The cookies took about 12 minutes to cook and colour and I don’t find my oven runs hot, so check after 10 minutes to make sure these don’t burn. Add a moment or two more if you’re baking them from frozen. Transfer them to a wire rack and cool them for about 15 minutes if you are icing them. I tried one (just for research purposes you understand!) without the the icing and they were lovely as they were, but look a little bit insipid when left plain.

I mixed up the icing as instructed, using only one tablespoon of water and if I’m honest, I think it was a bit runny and probably didn’t really need the water at all. I iced them using a small spatula and they dripped a fair bit as the icing set, so when I do these again, I’ll skip the water and just use egg white and icing sugar.
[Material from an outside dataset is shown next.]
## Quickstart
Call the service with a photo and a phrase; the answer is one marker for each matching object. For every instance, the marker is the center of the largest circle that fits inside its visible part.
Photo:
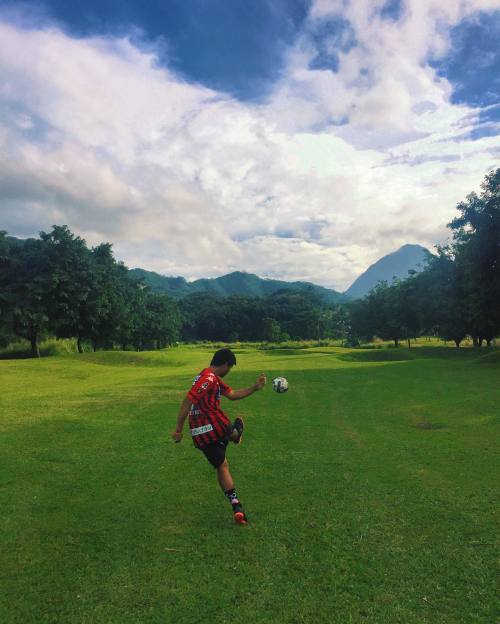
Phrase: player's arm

The icing set quickly, making this a fairly simple step as you just don’t want to complicate such a simple recipe. I sneaked another one once they had set and was very pleased with how they turned out. Soft and melting (despite the lack of fat) they were warm with ginger and left a tingle thanks to the black pepper and mace that isn’t too savoury or grown up with the hint of sweetness of the icing. I imagine these being just as popular with the kids as with the adults.

These are a fantastic biscuit. Quick and easy to make, great fun to do with the kids, keep well and are much more nuanced with festive spice than shopbought versions. I didn’t expect to be considering another contender for biscuit of the year so soon after the graham crackers, but these are definitely in the running! Maybe I’ll have a seasonal category just for these?